Monday, June 13, 2011

Final Post

Before I took this class, I did not know that the word motivation was so intricate. Prior to reading the text, my definition of the word motivation was something that pushes you to do something. I know it is a third grade definition but that is because I never thought about it any other way.

In this course I learned about what motivation really is. I also learned about emotion which is cool because I never really made a connection between the two…which is actually an obvious connection the more I think about it. The text had 5 different sections that made it easy to focus on what was being covered. In part one, the history was covered and how research on motivation was conducted. The source of motivation is either internal or external, push or pull. In part two, biological properties of motivation were explained. This covered drug abuse and addiction, sex, stress, food, and fear. Part three consisted of psychological properties. Maslow’s Theory was mentioned, along with what drives us, and personality traits. Part four talked about external sources which explained extrinsic and intrinsic motivation, goals, which I personally enjoyed learning about, and economics of motivation. Part five came back to emotions and covered moods and arousal. Different theories were discussed like the James-Lange theory, the Cognitive Arousal Theory , and Cannon’s Theory of Arousal.
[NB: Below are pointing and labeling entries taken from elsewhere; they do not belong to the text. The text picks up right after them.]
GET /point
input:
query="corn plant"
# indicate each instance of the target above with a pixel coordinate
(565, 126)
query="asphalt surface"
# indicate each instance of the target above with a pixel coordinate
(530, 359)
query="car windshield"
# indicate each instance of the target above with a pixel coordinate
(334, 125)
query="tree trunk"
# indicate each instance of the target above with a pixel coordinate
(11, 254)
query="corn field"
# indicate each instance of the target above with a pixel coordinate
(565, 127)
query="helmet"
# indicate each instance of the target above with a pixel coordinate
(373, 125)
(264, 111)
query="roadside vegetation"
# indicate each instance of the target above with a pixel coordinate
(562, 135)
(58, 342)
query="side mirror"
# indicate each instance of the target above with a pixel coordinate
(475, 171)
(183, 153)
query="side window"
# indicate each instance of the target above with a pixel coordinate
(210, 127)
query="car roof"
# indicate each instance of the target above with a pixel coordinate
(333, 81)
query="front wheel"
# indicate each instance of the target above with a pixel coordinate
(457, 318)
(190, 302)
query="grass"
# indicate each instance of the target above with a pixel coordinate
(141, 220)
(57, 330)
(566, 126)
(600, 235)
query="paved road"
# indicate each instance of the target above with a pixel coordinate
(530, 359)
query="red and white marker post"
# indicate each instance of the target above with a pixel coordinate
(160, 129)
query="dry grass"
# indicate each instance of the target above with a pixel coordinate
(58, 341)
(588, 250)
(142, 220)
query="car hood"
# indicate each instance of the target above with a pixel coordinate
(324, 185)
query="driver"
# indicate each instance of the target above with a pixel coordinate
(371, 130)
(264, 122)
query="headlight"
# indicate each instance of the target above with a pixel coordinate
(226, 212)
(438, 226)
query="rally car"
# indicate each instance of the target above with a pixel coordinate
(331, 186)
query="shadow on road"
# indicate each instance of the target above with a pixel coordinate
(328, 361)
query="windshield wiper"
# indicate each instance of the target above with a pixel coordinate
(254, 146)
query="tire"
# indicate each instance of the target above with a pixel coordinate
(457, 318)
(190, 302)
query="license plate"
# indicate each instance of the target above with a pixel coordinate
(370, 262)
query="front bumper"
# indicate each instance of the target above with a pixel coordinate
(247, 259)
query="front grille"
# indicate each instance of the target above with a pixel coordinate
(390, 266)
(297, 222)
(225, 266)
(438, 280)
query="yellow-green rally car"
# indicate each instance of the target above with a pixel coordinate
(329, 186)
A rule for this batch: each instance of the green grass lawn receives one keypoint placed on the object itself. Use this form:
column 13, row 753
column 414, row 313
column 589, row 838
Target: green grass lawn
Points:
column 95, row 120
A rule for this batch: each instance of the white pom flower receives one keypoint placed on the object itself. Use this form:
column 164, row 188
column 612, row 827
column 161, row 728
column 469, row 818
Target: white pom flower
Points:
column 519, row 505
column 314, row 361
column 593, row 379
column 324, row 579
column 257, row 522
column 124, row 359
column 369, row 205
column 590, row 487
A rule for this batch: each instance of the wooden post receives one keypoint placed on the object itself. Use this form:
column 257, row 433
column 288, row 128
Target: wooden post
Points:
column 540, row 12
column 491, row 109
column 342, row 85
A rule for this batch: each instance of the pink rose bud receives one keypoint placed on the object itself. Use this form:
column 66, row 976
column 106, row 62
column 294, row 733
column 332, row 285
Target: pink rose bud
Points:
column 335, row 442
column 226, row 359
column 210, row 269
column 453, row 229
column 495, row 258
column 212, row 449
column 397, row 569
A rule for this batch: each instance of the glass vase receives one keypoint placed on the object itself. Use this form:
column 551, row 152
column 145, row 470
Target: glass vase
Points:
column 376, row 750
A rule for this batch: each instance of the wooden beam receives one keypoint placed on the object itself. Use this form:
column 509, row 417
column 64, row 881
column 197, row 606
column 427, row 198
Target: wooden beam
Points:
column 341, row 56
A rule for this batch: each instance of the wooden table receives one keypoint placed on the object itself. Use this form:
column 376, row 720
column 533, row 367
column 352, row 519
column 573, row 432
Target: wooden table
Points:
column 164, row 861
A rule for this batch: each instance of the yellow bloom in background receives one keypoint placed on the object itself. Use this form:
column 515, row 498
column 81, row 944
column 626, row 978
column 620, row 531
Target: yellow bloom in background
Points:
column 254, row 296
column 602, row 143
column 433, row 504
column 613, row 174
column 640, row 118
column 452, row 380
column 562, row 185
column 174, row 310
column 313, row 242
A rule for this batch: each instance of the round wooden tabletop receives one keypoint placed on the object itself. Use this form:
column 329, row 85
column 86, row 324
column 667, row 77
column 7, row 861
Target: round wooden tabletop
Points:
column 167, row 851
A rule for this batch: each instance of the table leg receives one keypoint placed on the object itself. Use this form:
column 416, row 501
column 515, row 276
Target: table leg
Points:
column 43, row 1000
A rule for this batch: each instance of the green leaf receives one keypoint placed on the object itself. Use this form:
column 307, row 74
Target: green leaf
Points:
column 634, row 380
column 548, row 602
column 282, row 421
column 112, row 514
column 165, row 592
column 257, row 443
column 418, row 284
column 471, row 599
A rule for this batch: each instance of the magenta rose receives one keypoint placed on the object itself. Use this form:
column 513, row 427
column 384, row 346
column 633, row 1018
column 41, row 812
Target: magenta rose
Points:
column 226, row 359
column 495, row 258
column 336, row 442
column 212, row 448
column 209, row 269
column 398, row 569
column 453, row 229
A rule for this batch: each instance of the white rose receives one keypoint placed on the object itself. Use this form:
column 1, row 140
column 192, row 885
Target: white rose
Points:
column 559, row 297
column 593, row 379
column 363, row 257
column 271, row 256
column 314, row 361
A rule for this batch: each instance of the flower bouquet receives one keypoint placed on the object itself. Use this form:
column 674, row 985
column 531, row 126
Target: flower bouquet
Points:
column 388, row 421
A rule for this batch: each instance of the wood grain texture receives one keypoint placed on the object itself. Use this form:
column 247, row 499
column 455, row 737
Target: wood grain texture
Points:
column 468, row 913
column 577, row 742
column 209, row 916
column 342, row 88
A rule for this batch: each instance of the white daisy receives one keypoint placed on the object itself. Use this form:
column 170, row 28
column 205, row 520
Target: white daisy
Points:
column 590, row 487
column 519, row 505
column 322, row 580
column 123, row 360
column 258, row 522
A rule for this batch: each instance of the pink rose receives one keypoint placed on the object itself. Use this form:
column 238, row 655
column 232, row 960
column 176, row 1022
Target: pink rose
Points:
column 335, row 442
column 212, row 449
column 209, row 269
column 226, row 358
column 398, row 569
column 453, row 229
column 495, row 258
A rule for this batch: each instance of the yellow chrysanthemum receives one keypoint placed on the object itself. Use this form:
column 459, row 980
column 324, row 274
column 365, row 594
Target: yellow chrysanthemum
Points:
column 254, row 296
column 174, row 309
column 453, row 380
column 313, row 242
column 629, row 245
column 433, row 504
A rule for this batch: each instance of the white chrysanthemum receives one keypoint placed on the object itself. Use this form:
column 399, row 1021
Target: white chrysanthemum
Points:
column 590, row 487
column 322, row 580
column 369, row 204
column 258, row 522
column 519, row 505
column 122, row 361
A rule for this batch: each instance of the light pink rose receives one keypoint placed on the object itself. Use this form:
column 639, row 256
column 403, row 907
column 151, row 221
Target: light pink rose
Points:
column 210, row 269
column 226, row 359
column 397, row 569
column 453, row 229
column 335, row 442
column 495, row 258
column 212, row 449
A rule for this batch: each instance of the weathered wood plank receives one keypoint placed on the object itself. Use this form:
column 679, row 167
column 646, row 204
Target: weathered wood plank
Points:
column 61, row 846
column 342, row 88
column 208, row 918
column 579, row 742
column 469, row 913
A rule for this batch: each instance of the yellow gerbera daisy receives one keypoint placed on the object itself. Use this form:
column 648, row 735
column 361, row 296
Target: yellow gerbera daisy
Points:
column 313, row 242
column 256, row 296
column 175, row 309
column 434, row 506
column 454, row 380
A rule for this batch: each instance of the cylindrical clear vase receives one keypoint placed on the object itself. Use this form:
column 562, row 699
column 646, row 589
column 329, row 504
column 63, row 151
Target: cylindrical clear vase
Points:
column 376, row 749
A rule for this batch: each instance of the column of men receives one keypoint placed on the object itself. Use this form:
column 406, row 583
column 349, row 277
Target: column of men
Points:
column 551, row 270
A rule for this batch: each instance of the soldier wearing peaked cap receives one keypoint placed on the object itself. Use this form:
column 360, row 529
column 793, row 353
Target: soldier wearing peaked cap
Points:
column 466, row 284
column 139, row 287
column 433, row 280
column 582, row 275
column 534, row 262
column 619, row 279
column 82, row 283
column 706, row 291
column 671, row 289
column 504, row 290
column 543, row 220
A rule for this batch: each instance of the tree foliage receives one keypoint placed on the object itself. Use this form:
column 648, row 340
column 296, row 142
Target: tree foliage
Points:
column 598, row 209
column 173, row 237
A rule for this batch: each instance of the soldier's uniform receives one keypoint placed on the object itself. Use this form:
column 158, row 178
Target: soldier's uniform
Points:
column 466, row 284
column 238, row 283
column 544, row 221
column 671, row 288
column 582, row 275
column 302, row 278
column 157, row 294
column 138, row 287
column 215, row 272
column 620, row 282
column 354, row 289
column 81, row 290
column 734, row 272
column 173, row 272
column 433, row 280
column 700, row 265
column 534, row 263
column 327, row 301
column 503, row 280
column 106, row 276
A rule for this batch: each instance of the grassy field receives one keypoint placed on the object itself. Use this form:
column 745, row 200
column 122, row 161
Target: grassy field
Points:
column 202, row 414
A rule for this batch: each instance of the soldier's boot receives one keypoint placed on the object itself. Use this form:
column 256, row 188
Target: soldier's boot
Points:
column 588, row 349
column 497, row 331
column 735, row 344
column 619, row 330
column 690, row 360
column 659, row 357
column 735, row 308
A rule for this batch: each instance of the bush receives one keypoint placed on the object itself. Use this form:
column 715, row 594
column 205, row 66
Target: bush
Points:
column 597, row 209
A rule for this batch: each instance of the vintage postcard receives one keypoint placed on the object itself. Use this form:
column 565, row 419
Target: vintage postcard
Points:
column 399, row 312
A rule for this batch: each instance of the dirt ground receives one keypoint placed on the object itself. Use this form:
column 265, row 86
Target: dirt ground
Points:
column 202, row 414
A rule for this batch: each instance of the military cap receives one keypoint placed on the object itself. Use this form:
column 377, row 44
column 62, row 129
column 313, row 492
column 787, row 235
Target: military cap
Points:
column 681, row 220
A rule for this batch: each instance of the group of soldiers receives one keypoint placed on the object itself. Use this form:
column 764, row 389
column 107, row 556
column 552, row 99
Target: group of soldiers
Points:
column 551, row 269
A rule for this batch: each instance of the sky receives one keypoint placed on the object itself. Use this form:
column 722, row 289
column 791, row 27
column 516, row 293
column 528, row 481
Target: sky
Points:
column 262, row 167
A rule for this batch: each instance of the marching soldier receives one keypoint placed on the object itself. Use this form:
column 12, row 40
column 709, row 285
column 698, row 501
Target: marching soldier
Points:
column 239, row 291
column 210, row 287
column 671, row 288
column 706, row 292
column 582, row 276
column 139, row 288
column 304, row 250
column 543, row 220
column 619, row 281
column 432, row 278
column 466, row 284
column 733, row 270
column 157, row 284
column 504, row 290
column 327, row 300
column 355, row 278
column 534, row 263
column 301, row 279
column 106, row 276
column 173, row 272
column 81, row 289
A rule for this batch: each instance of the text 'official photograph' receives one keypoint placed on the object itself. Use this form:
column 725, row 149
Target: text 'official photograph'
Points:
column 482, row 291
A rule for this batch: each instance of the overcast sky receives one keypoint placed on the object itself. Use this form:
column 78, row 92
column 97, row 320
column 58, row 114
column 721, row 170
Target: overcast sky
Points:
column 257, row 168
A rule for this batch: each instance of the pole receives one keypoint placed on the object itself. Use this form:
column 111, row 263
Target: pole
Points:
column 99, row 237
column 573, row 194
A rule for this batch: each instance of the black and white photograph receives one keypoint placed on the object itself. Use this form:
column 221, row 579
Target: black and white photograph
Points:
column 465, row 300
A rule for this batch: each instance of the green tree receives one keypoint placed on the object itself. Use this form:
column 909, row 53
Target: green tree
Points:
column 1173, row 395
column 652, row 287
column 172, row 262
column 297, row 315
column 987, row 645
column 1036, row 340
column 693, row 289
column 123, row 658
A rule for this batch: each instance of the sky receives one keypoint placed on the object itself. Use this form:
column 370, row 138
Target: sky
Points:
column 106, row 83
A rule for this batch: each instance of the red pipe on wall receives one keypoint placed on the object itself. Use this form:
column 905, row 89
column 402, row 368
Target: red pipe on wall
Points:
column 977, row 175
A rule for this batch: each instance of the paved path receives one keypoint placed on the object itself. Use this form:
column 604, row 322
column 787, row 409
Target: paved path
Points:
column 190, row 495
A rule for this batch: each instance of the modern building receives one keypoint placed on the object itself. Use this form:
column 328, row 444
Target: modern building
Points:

I liked learning about Emotions as Motives in Chapter 14 because I could really relate the chapter to my life. I am a cashier at Home Depot and I meet hundreds of people a day. I know I am not supposed to judge a book by its cover but it gets me threw the day. If I see a customer with an unhappy facial expression, I deal with them differently that I happy customer. The bottom of the receipts gives the customers a chance to rate the service that they received from the store and the cashiers. If by the end of the transaction, I didn’t make my customer happy, I don’t even mention the survey! Honestly, with out facial expressions, silent films would be worse than they already are! I think for the same reason as for why I hate text messaging. Facial expressions make communicating and understanding people a tad bit easier.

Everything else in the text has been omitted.